Why the dearth of Asian-Americans in corporate seats of power? Obviously, racial and cultural barriers still linger. Despite lightning assimilation of Asian-Americans, they do not feel fully at ease with whites, and vice versa; the East is far from meeting the West on the playing fields of office politics and management style.

Good old-fashioned racism, mostly masked or subconscious, is one villain. Stereotypes still thrive. Asian-Americans are often pigeon-holed by whites as bland, intellectual nerds or sultry sex goddesses.

William Ouchi, a UCLA management professor, says that white executives dismiss Asian-Americans as technicians who are too timid and narrowly trained to make it as company leaders. Today there are few Asian-American Donald Trumps and Lee Iacoccas, wheeling and dealing, feeding ethnic aspirations.


Swayed by stereotypes, white bosses may pass over Asian-Americans for plum assignments. They may condescend to them. Or they may judge them too harshly when they stumble, given the “whiz-kid” stereotype.

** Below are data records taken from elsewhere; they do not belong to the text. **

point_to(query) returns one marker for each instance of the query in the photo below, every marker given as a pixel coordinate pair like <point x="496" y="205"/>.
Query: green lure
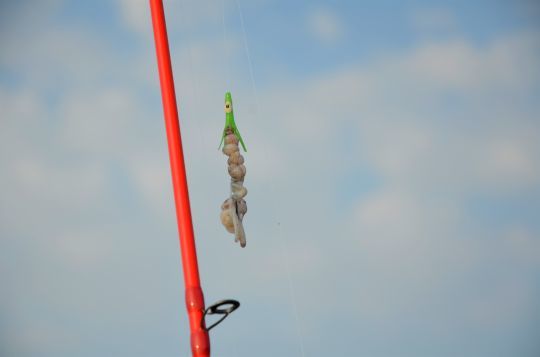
<point x="229" y="121"/>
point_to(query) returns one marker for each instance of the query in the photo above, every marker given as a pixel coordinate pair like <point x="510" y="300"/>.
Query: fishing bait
<point x="234" y="208"/>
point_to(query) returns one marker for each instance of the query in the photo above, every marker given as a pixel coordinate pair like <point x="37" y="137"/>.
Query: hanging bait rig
<point x="234" y="208"/>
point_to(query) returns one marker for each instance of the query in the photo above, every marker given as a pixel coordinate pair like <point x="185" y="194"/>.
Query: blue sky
<point x="393" y="174"/>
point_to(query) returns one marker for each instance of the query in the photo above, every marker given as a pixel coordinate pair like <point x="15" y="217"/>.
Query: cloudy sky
<point x="393" y="170"/>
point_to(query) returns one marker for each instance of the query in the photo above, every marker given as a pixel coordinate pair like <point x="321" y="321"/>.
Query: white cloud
<point x="325" y="25"/>
<point x="433" y="19"/>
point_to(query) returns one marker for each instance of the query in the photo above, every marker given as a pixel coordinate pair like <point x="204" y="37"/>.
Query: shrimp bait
<point x="234" y="208"/>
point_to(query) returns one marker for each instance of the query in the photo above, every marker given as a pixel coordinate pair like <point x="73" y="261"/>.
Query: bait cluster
<point x="234" y="208"/>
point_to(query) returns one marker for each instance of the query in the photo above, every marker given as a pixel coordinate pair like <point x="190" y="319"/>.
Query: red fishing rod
<point x="200" y="341"/>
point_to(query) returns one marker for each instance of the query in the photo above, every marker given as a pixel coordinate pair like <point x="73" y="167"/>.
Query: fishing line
<point x="292" y="294"/>
<point x="195" y="91"/>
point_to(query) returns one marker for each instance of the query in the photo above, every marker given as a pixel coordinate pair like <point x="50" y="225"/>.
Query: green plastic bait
<point x="229" y="121"/>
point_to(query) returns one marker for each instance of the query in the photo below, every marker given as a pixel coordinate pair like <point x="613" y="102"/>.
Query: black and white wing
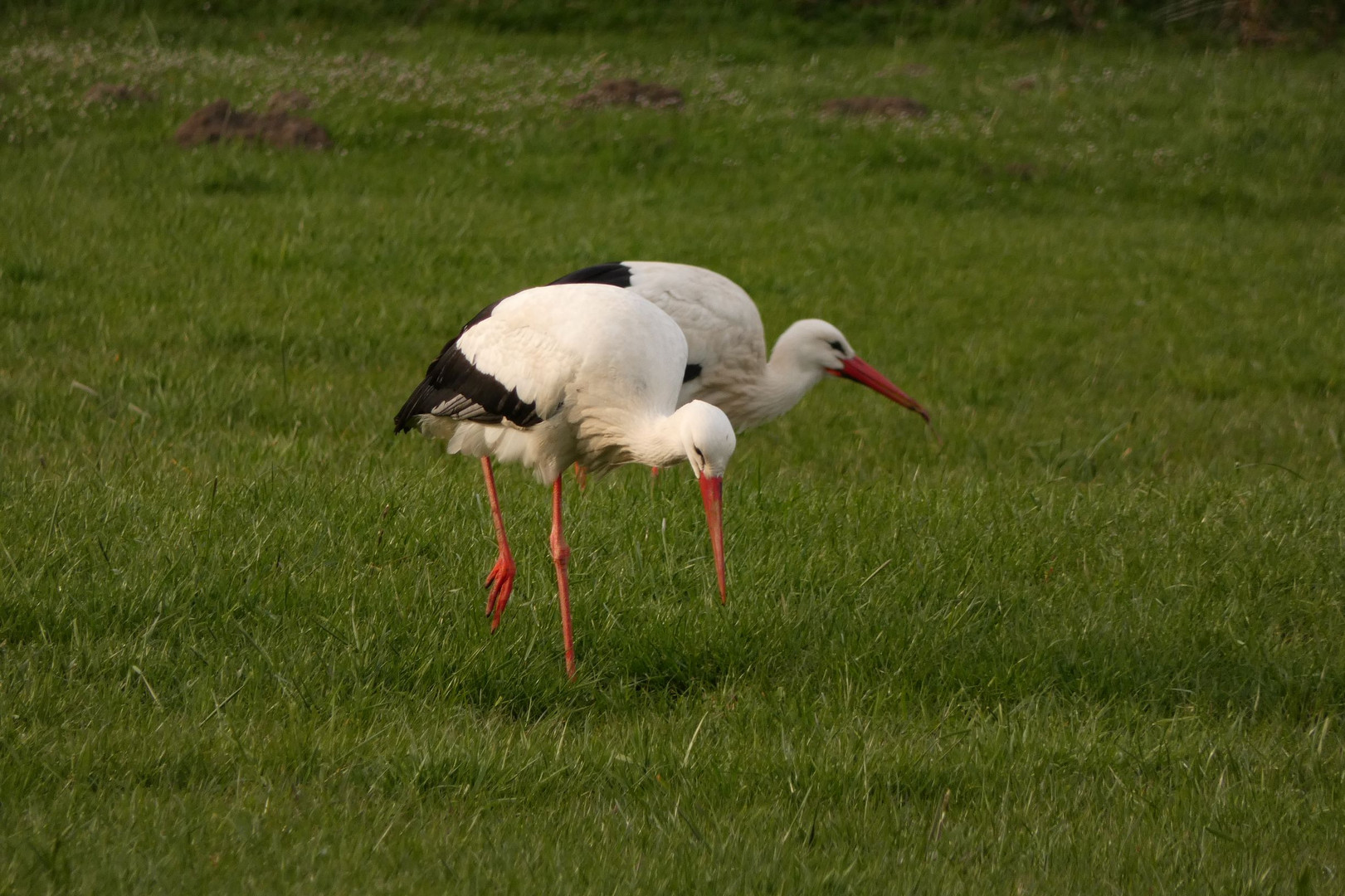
<point x="483" y="376"/>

It’s no secret among minorities in the corporate world that they must work harder than white employees to prove themselves.

But Asian-Americans must take part of the blame. In many ways they bring their ancestral homelands’ values into a white corporate culture, like gawky teen-agers not dressed right for a Western dance. The clash of values is not unexpected.

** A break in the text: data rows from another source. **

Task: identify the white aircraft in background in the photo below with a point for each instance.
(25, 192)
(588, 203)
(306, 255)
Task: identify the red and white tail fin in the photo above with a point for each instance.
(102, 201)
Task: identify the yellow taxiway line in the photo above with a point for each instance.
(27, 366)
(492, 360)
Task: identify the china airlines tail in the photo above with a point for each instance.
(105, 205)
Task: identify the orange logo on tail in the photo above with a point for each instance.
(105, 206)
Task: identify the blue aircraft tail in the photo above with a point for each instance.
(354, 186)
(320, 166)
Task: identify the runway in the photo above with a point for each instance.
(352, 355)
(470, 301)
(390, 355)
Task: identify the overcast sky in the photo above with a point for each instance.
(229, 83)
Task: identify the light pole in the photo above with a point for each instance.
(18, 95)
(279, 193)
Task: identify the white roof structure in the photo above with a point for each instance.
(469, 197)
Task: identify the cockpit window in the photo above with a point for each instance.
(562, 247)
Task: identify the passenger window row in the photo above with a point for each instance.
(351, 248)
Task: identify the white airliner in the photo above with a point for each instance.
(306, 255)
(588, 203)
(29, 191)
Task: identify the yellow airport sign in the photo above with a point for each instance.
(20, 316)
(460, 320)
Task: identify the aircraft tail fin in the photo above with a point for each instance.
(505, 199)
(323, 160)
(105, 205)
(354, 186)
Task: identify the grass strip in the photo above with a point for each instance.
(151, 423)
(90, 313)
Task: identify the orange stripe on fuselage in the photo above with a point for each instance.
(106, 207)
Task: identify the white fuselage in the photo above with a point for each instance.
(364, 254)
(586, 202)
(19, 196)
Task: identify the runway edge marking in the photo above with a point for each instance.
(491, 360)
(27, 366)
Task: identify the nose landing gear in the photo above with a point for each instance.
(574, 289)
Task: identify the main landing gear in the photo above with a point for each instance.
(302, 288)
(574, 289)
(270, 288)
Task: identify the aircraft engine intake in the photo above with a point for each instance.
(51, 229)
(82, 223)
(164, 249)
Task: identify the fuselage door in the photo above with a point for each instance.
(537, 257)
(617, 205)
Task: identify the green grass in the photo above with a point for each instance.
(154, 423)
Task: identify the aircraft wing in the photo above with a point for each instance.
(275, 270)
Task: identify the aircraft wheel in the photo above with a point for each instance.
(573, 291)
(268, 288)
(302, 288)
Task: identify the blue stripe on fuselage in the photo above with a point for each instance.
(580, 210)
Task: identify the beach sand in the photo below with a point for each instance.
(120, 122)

White executives look for rugged individualists who are aggressively competitive and who challenge conventions. In contrast, many Asians are taught to value and obey the family, the group.

The Confucius values of Jen and Li, for instance, refer to the love that binds a man to his family and sovereign--and to rules of propriety that govern ties between, say, a father and his son. Moreover, studies in the 1960s and 1970s suggest that Chinese and Japanese-American students are less independent than whites and more likely to respect authority.


White employees on the fast track have another edge: They tend to be outspoken and articulate in public. On the other hand, many Asian-Americans, still wedded to the values of their homeland, may hide their opinions in corporate settings or shy away from public appearances.

In some cases the language may even be subtle and silent; the Japanese call it ishin denshin , or unspoken communication. A knowing glance, an angry frown, can convey infinitely more than a string of clumsy words.

One point is striking: Relatively few Asian-Americans go into law, media, politics, psychology and other fields where strong verbal and social skills are a must. Some social scientists theorize that most Asian-American students plunge into majors like engineering, biology and medicine because merit can be measured more fairly in the laboratory.

Cultural roadblocks aside, I’m optimistic. The sheer size and talent of the Asian- American work force and the coming era of the Pacific Rim will compel white-run companies to start promoting Asian-Americans.


Most important, Asian-Americans are tough, resilient people--like bamboo. From the racist anti-immigration laws at the turn of the century to the World War II internment of Japanese-Americans to civil-rights victories of late, Asian-Americans have always found ways to persevere. They’ll soon prove their mettle on the corporate battlefield.